They told me not to name the mouse.
That way, no tears would flow
When I stopped its heart beat;
Or when it writhed in pain,
Staring at me with glazed eyes –
Staring at me, betrayed.
That was the one rule I betrayed.
“Your name is Stripes,” I told the mouse,
Melted by his sparkling black eyes.
I traced the silky chocolate flow
Of his fur, taking great pain
To memorize the rhythmic beat
Of his warm pulse; each beat
Wavering the hand that betrayed
A syringe. Past squeaks of pain
I whispered falsehoods to my mouse;
His papery ears twitched to the flow
Of my breath as focus fled his eyes.
Later my deceitful Judas eyes
Watched his paws spasm, beating
The air; fighting the creeping flow
Of sedatives. Soon he would be trayed,
Skin flaps spread as I snapped tiny mouse
Ribs and spine. I was a bearer of pain
Sheltered behind a fume hood pane.
I crucified Stripes; his et tu Brute eyes
Watched me pin martyred mouse
Hands and feet. Razors and scissors beat
Flesh, each cut leaving more organs betrayed.

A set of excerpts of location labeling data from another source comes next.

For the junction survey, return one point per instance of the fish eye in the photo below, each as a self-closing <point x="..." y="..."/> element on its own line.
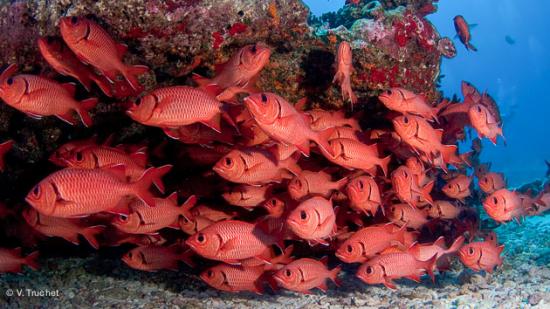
<point x="201" y="238"/>
<point x="228" y="161"/>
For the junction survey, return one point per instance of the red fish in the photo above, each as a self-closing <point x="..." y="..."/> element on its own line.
<point x="12" y="261"/>
<point x="162" y="108"/>
<point x="234" y="278"/>
<point x="69" y="229"/>
<point x="369" y="241"/>
<point x="146" y="220"/>
<point x="344" y="65"/>
<point x="387" y="267"/>
<point x="407" y="188"/>
<point x="81" y="192"/>
<point x="153" y="258"/>
<point x="458" y="187"/>
<point x="240" y="71"/>
<point x="4" y="148"/>
<point x="463" y="31"/>
<point x="485" y="123"/>
<point x="247" y="196"/>
<point x="38" y="96"/>
<point x="305" y="274"/>
<point x="255" y="166"/>
<point x="403" y="214"/>
<point x="364" y="195"/>
<point x="443" y="210"/>
<point x="64" y="61"/>
<point x="94" y="46"/>
<point x="490" y="182"/>
<point x="313" y="220"/>
<point x="231" y="241"/>
<point x="282" y="122"/>
<point x="482" y="255"/>
<point x="420" y="135"/>
<point x="504" y="205"/>
<point x="314" y="183"/>
<point x="406" y="102"/>
<point x="353" y="154"/>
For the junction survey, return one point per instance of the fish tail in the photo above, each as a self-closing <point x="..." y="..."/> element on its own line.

I slit the heart and watched the blood flow.
Pumping fixatives, I observed their slow flow
Bleach entrails. Only death would end the pain -
Staking procedure. Without emotion betrayed
They’d trade lives for nothing but practice, but I
Was an inadequate scientist told to beat
Back sobs and butcher a lab mouse.
Now, chemicals flow through veins past my passive eyes;
My steady hands stab needles into hearts that still beat.
For, I never betrayed Stripes — It was just a lab mouse.